汽車に化けたが本物に轢かれてしまった狢

妖怪に会える地
出典:Wikipediaより

2020年9月  

 来訪場所:東京都葛飾区 見性寺

妖怪伝承にしては比較的現代に近い時代の話です。

 明治のはじめ、まだ常磐線が開通して間もない頃、汽車は1時間に1本しかないはずなのに、

通過する本数が増えている、と亀有周辺で噂が広まったそう。

 しかし、その噂がぴたりと止み、ある日村人が線路で死んでいるたくさんの狢を発見しました。

村人たちは狢たちが汽車に化けて走っているうちに、本物の汽車にはねられてしまったのだろうと、

見性寺に塚を建てて供養したそうです。

 汽車に化けて遊んで(?)いるうちに本物にはねられてしまったというのが、

不憫ではありますが何とも可愛い気がします。

 よく伝承に出てくるこの「狢(むじな)」ですが、一般的にはアナグマのことを指すようです。

ただし、古来よりアナグマ、たぬき、ハクビシンなどを混合して「狢」と呼ばれていたとも

言われています。

 アナグマって実際によく見たことはありませんが、たぬきより若干、顔つきが鋭い感じですね。

出典:Wikipediaより

さて、この狢の供養された見性寺ですが、亀有駅のすぐ近くにあります。それがまたリアルですね。

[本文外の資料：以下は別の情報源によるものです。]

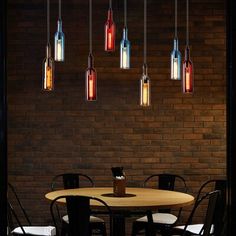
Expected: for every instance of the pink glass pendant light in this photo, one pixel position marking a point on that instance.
(110, 31)
(187, 84)
(48, 63)
(90, 74)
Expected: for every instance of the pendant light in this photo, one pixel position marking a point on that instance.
(145, 84)
(175, 54)
(187, 65)
(48, 63)
(125, 43)
(110, 31)
(90, 74)
(59, 38)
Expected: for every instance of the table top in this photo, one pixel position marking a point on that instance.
(136, 198)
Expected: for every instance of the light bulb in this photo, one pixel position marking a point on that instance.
(145, 87)
(175, 62)
(187, 73)
(59, 43)
(48, 71)
(110, 32)
(125, 51)
(91, 81)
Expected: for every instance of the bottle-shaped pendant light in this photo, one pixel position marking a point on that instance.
(175, 54)
(48, 63)
(59, 38)
(110, 31)
(187, 65)
(90, 74)
(125, 43)
(145, 84)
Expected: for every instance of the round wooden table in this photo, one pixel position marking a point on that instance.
(136, 199)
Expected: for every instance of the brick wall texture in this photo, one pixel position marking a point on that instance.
(52, 133)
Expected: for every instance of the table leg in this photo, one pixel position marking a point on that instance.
(118, 224)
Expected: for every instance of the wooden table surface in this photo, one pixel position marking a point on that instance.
(137, 198)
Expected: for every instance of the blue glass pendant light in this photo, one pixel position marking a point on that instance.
(187, 84)
(125, 43)
(48, 63)
(175, 54)
(59, 39)
(145, 84)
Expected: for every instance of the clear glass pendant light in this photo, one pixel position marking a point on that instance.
(59, 38)
(125, 43)
(175, 54)
(110, 31)
(145, 84)
(187, 84)
(90, 74)
(48, 63)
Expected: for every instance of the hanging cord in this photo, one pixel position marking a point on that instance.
(187, 19)
(125, 13)
(59, 9)
(176, 19)
(145, 33)
(90, 27)
(48, 22)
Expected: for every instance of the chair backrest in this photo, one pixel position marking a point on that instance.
(221, 185)
(70, 180)
(78, 210)
(167, 181)
(13, 199)
(211, 210)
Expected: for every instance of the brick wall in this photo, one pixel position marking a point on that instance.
(51, 133)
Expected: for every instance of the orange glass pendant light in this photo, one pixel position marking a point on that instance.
(90, 74)
(48, 63)
(110, 31)
(175, 60)
(59, 38)
(187, 84)
(145, 84)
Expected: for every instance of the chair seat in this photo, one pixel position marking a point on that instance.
(195, 228)
(93, 219)
(36, 230)
(160, 218)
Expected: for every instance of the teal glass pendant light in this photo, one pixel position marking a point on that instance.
(187, 84)
(125, 43)
(48, 63)
(145, 83)
(175, 54)
(59, 38)
(90, 74)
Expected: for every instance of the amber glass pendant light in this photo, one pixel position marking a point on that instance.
(175, 54)
(145, 84)
(125, 43)
(59, 38)
(48, 63)
(187, 65)
(90, 74)
(110, 31)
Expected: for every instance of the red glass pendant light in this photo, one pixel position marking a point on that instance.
(110, 31)
(90, 74)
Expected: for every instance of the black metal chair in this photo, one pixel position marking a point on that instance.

亀有駅の交番(あのこち亀の両さんの派出所のモデルになった交番です)側の出口を出て、

右にまっすぐひたすら進むと見えてきます。

現在は狢を供養した塚自体はありませんが、狢塚の石碑は境内にひっそり残されています。

すぐ近くには亀有アリオもあり、にぎやかな亀有駅周辺ですが、

境内はやはり静かで雰囲気があります。

妖怪伝承が残る地は地方が多いのかと思いきや、都内でもこのようなスポットが見られるのは

大変嬉しい。むしろ、かなりはっきりした伝承が伝わっているケースが多い気も。

たしかに、書物に書き留めるなど、文化が発達した地域の方が、

より、後の時代に伝わる伝承の数は多いのかもしれません。次はどこに行こうかな。